For the renewables market, tax credit extensions that came in the latest economic stimulus package coupled with the Biden administration's pro-renewables bent could help buoy the sector against a potential slump later this year, said Lund.
"We managed through 2020, essentially on built up inertia and fumes. But that could start running out," he said, in part based on "the sheer uncertainty" facing the markets. "The nice float that we had last year can only continue so long. And we just don't have a good sense for how much longer we can sustain ourselves on inertia," he added. The renewables industry is expected to continue lobbying Congress for direct pay options to replace the tax credits and give the sector more certainty.
On the utility side of things, a major question is how debt from $40 billion in unpaid utility bills will be paid off.
"That's definitely going to be a big issue, from a general utility sector point of view," said O'Boyle.
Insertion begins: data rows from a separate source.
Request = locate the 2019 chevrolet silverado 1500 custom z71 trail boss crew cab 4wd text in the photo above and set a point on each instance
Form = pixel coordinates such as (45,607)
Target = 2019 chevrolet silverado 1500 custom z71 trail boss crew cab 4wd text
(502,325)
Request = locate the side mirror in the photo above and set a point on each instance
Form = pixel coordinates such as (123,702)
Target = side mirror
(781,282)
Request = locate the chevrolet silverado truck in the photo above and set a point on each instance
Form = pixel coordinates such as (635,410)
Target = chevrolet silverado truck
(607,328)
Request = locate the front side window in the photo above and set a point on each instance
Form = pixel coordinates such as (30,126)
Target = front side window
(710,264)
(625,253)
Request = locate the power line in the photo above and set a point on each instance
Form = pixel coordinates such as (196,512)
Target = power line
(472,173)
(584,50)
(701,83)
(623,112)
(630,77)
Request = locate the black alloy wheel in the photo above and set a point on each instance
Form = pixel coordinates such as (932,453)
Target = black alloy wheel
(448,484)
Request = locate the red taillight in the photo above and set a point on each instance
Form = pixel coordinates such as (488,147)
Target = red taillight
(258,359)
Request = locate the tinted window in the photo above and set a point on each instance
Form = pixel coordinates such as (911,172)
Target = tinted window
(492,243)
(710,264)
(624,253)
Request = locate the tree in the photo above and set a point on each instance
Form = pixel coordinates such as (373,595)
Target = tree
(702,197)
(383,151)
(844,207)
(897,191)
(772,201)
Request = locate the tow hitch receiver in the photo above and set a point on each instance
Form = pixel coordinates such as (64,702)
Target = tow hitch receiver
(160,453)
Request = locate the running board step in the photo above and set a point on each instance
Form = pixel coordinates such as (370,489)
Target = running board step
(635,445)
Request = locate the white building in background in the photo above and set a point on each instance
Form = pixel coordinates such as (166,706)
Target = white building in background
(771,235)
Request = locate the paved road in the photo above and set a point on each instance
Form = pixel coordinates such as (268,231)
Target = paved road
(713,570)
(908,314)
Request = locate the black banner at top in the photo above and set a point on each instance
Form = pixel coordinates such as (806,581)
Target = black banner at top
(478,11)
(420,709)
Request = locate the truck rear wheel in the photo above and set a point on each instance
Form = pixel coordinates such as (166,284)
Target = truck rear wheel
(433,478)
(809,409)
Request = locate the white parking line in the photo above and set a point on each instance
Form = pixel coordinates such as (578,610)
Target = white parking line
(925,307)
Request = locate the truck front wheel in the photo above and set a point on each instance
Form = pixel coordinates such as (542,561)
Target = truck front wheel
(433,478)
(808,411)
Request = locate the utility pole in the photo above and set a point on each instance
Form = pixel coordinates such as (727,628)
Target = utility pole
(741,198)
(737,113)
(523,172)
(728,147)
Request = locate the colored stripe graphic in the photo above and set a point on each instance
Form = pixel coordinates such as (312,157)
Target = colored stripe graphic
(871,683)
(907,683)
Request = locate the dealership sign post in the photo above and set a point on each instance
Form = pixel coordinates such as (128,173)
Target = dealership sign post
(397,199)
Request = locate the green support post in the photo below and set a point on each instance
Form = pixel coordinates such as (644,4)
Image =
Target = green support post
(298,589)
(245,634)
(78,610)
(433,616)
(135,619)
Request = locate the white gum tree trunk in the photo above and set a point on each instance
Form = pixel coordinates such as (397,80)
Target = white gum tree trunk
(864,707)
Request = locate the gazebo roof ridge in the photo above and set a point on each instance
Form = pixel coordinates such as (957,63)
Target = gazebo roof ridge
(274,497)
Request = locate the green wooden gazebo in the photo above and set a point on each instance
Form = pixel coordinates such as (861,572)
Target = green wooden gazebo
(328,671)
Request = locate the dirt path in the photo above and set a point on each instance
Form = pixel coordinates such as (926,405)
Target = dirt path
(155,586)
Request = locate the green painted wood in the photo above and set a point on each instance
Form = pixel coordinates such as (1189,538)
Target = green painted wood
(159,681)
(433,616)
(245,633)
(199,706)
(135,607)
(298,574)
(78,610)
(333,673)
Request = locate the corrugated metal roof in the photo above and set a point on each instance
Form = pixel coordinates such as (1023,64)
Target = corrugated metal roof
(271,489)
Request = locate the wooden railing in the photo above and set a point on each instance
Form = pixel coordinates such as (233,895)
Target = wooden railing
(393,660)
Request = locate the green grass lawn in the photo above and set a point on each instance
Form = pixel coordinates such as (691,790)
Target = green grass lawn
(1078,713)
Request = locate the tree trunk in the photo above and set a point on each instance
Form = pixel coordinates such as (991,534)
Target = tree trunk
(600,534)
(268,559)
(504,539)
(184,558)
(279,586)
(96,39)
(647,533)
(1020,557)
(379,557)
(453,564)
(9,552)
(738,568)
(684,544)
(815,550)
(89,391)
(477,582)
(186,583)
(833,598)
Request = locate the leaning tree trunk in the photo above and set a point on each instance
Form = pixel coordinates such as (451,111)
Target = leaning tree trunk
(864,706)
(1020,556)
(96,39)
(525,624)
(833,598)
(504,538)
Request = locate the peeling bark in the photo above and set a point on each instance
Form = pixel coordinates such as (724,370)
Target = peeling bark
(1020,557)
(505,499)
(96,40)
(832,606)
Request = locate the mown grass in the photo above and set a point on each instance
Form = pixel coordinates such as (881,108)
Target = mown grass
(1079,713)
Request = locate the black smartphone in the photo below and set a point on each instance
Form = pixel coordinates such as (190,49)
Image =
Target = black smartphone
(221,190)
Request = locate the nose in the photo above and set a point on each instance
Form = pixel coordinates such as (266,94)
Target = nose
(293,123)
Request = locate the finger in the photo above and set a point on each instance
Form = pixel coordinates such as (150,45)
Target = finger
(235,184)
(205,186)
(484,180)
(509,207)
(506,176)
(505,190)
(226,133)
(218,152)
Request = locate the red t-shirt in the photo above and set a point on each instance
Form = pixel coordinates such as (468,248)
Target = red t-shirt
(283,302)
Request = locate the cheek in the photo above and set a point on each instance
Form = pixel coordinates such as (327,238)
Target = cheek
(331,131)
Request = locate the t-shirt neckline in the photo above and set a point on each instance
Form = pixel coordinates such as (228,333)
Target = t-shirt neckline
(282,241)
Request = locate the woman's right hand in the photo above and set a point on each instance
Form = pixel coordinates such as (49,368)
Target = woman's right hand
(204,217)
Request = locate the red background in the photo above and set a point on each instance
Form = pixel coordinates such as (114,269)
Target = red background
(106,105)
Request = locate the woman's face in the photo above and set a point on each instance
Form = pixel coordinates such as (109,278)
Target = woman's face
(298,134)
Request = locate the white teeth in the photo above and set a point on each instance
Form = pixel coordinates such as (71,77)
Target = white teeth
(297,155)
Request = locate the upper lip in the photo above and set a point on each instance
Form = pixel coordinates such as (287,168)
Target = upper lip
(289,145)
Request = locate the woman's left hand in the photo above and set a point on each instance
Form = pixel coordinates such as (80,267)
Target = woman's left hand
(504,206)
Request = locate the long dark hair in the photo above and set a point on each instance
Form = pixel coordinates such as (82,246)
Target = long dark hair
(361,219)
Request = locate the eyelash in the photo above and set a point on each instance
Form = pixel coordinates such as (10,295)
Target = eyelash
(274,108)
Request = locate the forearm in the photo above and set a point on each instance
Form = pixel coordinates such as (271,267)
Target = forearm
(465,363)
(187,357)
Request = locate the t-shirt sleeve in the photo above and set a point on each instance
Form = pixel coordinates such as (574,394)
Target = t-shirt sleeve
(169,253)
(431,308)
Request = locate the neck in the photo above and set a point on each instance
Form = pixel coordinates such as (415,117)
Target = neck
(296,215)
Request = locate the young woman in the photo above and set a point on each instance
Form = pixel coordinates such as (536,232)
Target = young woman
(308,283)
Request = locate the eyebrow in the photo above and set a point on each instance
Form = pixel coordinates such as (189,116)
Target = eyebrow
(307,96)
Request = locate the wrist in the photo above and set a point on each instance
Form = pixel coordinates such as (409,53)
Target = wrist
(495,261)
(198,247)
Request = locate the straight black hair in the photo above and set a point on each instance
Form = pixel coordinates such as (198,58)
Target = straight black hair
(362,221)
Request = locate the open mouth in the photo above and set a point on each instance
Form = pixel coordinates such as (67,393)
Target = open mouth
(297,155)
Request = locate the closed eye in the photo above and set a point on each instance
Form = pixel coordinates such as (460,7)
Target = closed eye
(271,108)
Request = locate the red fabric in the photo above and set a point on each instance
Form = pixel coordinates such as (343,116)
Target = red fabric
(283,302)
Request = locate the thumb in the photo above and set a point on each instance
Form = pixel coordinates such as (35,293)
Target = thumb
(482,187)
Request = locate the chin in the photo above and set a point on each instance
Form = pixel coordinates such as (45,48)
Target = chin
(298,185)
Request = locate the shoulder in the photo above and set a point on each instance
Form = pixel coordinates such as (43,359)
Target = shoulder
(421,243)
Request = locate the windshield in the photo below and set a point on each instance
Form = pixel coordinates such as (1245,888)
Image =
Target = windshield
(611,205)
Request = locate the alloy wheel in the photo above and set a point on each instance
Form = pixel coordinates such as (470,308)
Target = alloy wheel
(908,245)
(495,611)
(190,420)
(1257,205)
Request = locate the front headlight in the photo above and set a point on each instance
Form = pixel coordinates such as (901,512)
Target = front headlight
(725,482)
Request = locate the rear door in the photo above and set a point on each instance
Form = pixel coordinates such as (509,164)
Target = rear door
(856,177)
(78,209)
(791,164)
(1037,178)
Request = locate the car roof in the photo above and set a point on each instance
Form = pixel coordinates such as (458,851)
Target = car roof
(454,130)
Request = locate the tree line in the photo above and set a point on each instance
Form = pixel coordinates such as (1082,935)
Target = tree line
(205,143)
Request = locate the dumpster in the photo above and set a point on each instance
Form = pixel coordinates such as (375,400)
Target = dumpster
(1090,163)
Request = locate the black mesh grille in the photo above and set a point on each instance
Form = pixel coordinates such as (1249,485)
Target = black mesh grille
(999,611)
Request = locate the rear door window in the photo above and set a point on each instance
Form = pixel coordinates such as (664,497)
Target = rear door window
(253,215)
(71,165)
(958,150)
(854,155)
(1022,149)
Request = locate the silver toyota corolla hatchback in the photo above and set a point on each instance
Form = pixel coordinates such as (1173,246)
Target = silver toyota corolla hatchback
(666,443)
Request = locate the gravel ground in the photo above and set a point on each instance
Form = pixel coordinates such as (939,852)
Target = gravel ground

Cyber remains a threat, and a bipartisan issue
Cyber attacks continue to present a growing threat to the power grid, and targets are more variable as the grid becomes more digital and decentralized. Federal regulators are taking a more vested interest in incentivizing utilities to harden their systems more aggressively, particularly as studies find power providers to be particularly at-risk of an attack.
An unprecedented cyber attack uncovered near the end of 2020 has only heightened scrutiny. Stakeholders hope cybersecurity, which continues to receive bipartisan support, will see more legislative and regulatory action in 2021.
"Cybersecurity is the one issue in Washington that hasn't been politicized — everyone knows the threats to the grid are real," said McNamee.